In Between People

In Between People

You can barely walk unassisted, only you’re too young (or too old) to give up. The in-between people give you a hand. They’re too old to remember your struggle (or too young to know).

You’re drooling but you don’t notice (or don’t care). The in-between people take a handkerchief and wipe your mouth. They stare at you, their eyes filled with hope (or despair) and watch your efforts at standing upright.

You’re so full (or empty) of life, staggering, taking your first (or last) steps. You’re almost there, they say. All it takes is a leap and you’ll reach the table. You won’t need them anymore. You crave for independence, but you’re stumbling, and fear overwhelms you. You’ll never make it on your own (again). Imagination takes over, for you still (or already) cannot control your mind. The in-between people turn into unidentified monsters (or enemies). They try to help, only you now push them away with all of your might. They wonder  aloud how on earth a baby (or an old man) has that amount of strength. You hear them, yet you don’t understand, for you still don’t know their language (or have already forgotten it).

Just before you grab the table stand (or lean on the table), you feel wet, a strange liquid running in between your legs, and fear transforms into another emotion you can’t name (or you vaguely remember as shame), and they run to catch you before you fall, and take you into their arms (or put you on that chair). They look at you like you’re precious (or a burden), like you’re summer impersonated (or winter).  Don’t worry, you’ll try again later, they say (or they don’t speak at all). They find the odor cute (or gross), and they smile at you, and they take you to bed and change your diapers, while you cry and yell, and they tell you sympathizing words which barely lessen your fear. It’s not the end of the world, they say, only you’re young enough (or old enough) to know better.

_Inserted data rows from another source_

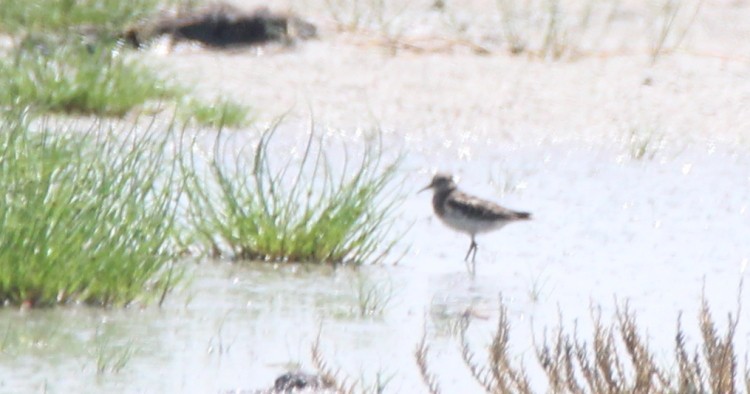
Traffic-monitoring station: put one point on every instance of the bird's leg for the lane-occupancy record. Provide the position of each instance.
(471, 266)
(473, 246)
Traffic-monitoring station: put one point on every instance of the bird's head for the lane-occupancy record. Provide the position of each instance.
(441, 182)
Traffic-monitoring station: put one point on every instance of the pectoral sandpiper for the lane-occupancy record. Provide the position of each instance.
(468, 214)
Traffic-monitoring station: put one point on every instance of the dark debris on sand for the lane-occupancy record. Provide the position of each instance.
(222, 25)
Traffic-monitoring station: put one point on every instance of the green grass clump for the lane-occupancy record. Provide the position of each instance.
(302, 212)
(616, 359)
(58, 16)
(222, 113)
(84, 217)
(76, 78)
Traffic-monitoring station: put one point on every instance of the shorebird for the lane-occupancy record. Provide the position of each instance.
(468, 214)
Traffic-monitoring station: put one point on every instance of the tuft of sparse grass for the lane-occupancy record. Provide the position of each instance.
(300, 211)
(644, 143)
(77, 78)
(420, 355)
(85, 216)
(671, 26)
(219, 114)
(372, 297)
(616, 359)
(548, 29)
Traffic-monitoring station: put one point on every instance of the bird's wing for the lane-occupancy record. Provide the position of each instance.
(477, 207)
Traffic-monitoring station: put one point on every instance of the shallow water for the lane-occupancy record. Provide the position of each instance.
(605, 228)
(551, 138)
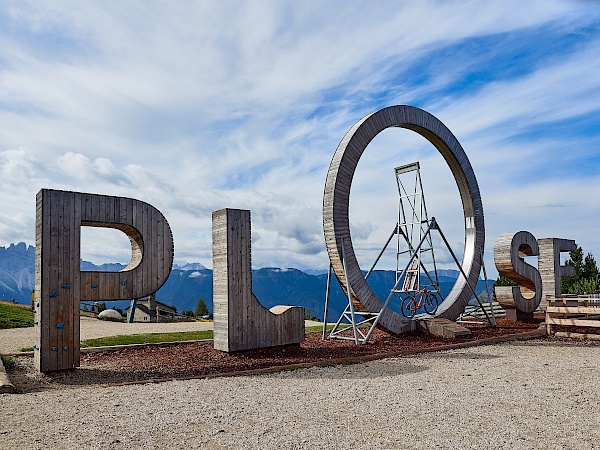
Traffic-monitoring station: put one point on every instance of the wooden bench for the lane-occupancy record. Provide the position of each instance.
(572, 311)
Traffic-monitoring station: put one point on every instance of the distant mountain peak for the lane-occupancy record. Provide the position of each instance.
(190, 266)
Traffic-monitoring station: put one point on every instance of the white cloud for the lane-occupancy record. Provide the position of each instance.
(189, 108)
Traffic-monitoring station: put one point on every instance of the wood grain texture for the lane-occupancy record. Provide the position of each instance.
(240, 321)
(572, 311)
(509, 250)
(549, 265)
(336, 204)
(60, 285)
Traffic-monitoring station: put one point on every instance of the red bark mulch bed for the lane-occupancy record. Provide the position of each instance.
(189, 360)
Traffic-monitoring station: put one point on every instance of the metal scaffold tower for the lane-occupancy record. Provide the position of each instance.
(412, 225)
(416, 291)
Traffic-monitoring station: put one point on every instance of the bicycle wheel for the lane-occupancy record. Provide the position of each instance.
(431, 303)
(409, 307)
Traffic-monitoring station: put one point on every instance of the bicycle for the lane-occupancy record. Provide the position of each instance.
(417, 299)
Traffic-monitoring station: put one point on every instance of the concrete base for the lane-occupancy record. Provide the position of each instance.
(442, 327)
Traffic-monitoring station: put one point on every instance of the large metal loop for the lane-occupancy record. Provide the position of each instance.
(336, 201)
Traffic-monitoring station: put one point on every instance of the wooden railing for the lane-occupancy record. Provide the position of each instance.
(578, 311)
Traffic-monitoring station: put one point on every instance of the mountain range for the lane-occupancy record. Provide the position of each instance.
(192, 281)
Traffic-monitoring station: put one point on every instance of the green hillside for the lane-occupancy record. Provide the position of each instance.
(15, 316)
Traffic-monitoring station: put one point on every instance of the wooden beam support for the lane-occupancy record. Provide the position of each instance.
(240, 321)
(60, 285)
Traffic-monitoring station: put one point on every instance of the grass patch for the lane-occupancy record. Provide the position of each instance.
(14, 317)
(8, 362)
(148, 338)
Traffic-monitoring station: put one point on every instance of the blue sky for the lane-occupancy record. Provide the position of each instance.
(197, 106)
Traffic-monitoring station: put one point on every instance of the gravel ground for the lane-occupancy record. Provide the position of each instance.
(520, 395)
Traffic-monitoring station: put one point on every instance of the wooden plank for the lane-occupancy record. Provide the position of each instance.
(240, 321)
(573, 322)
(573, 309)
(60, 285)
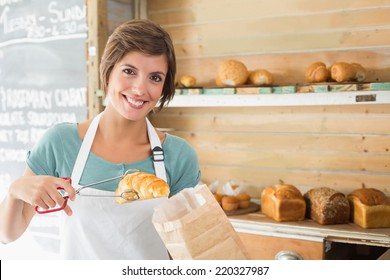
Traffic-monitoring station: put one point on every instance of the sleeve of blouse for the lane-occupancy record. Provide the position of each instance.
(187, 172)
(44, 158)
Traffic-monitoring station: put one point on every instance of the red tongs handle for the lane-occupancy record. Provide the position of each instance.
(51, 210)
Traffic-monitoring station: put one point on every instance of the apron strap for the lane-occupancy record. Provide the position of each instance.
(84, 151)
(155, 144)
(157, 152)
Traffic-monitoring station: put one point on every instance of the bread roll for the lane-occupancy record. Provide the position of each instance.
(370, 208)
(360, 72)
(283, 203)
(146, 185)
(327, 206)
(187, 81)
(229, 203)
(317, 73)
(260, 77)
(342, 72)
(218, 197)
(244, 200)
(232, 73)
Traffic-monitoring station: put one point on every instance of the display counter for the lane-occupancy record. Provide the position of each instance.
(265, 238)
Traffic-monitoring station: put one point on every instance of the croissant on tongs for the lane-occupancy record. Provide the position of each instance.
(140, 185)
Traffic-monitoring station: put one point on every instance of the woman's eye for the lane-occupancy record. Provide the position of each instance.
(128, 71)
(156, 78)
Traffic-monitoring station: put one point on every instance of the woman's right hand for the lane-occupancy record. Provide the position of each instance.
(42, 191)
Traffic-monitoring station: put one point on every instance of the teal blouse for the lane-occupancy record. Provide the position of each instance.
(55, 155)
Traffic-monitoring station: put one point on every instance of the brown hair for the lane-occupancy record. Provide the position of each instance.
(143, 36)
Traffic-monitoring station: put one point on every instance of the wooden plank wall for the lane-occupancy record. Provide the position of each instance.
(344, 147)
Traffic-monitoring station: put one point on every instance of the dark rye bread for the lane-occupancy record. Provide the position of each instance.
(327, 206)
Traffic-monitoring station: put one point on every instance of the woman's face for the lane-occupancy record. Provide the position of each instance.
(136, 83)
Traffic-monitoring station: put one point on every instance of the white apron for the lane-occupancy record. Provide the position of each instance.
(101, 229)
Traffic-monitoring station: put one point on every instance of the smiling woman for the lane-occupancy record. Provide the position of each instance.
(137, 72)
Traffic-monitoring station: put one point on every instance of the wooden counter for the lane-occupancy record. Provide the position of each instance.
(264, 237)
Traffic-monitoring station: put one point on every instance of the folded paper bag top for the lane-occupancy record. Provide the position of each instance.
(192, 225)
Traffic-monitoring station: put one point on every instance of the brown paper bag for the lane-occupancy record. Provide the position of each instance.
(193, 226)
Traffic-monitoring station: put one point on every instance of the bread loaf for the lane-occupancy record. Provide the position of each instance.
(360, 72)
(260, 77)
(144, 184)
(232, 73)
(342, 72)
(188, 81)
(370, 208)
(283, 203)
(327, 206)
(317, 73)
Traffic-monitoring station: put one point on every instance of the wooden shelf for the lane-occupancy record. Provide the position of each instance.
(282, 99)
(259, 224)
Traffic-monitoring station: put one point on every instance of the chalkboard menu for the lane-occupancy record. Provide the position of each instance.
(42, 74)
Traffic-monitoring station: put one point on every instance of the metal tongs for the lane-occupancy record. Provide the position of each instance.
(125, 194)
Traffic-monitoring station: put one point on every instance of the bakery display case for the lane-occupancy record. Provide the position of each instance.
(267, 239)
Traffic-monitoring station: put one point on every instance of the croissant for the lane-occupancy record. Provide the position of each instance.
(146, 185)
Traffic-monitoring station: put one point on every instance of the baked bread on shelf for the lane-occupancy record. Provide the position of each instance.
(317, 73)
(327, 206)
(370, 208)
(260, 77)
(342, 72)
(232, 73)
(283, 203)
(360, 72)
(230, 203)
(146, 185)
(187, 81)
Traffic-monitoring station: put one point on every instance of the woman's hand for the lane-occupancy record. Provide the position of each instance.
(42, 191)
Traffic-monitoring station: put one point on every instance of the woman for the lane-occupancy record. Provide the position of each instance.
(137, 72)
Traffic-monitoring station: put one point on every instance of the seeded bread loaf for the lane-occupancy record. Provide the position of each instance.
(370, 208)
(327, 206)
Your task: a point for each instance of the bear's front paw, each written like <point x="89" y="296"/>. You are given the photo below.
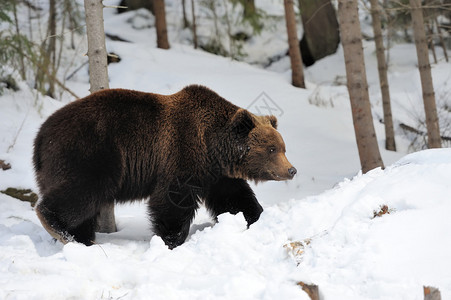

They smile (or frown) at your futile attempts to turn around and resist their help. In between people lingers a truth too frightening to face; the end of the world is near. In-between people know it comes often when you’re young (or once and for all when you’re too old, but that’s a truth they prefer to ignore). Later on (or earlier, only they don’t know yet), even if it comes, they don’t realize it, because they already think the world never really ends. Disasters come and go, only they don’t matter in the long run.

In-between people were you and one day (hopefully) they will be you again. In between, people don’t remember how it was and conveniently turn a blind eye to how it will be.

In-between people will live forever. In a world that will keep on turning, in which seasons will alternate endlessly. In a world that never ends.

Mileva Anastasiadou

Mileva Anastasiadou is a neurologist. Her work can be found in many journals, such as the Molotov Cocktail, Ariel Chart, Jellyfish Review, the Sunlight Press (Best Small Fictions 2019 nominee), Ghost Parachute, Gone Lawn, Ellipsis Zine, Queen Mob's Tea House, Bending Genres, Eastern Iowa Review (Best of Net 2019 nominee), Litro, Moon Park Review and others. @happymil_


  1. So true. Another's pain, struggles, abilities, or inabilities are something no one can fathom without first walking in their shoes and sharing the same experience. You captured both sides, from the inside out, beautifully.